Jean-François Dejoux a réuni pour cette proposition 12 équipes scientifiques basées en Midi-Pyrénées, qui travailleront sur 7 sujets différents :

  1. Détection de nuages, corrections atmosphériques, produits composites mensuels
  2. Détection de la couverture neigeuse, observation et modélisation du dépôt et de la fonte de la neige, et lien avec le bilan hydrologique de bassins versants
  3. Développement de méthodes automatiques et robustes de classification de l'occupation des sols, permettant de traiter de grandes superficies
  4. Production de cartes d'occupation des sols.
  5. Détection et caractérisation des cultures irriguées dès leur émergence
  6. Production de cartes de rendement, biomasse et évapo-transpiration, bilans hydrologiques à l'échelle de bassins versants
  7. Détection des étendues d'eau, modélisation du signal fourni par le futur satellite SWOT, à partir de l'occupation des sols.

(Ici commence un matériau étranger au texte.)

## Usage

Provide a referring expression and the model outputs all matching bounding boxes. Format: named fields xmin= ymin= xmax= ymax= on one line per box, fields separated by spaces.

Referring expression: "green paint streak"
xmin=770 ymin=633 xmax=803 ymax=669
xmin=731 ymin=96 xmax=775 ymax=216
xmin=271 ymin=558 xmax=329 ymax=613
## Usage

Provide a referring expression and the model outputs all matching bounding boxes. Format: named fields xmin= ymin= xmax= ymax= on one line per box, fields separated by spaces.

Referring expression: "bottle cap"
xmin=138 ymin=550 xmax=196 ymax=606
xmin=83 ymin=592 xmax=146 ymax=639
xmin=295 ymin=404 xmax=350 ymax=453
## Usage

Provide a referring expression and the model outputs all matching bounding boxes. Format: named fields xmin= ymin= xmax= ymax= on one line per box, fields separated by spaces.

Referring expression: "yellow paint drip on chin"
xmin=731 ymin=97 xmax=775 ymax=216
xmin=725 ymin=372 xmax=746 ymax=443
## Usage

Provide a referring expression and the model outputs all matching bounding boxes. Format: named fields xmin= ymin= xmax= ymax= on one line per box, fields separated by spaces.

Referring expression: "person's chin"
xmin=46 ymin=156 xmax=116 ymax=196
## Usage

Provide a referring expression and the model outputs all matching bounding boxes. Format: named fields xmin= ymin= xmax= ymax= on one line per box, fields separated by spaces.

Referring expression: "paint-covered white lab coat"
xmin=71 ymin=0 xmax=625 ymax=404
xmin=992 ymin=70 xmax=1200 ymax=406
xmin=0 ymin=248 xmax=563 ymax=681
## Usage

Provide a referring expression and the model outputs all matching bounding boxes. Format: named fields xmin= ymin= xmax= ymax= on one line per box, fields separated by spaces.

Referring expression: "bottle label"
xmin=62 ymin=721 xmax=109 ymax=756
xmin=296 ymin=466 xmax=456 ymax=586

Par ailleurs, sur la même zone, l'INRA de Bordeaux a prévu de travailler sur la date de débourrement de différentes espèces d'arbres dans les Pyrénées, en étudiant la variation de cette date avec l'altitude.

Bien entendu, l'utilisation de ces données n'est pas limitée à ces 7 applications, et les personnes intéressées par ces données sont invitées à nous contacter, et à commencer au plus vite leurs relevés de terrain, les 4 mois de l'expérience Take5 seront vite passés.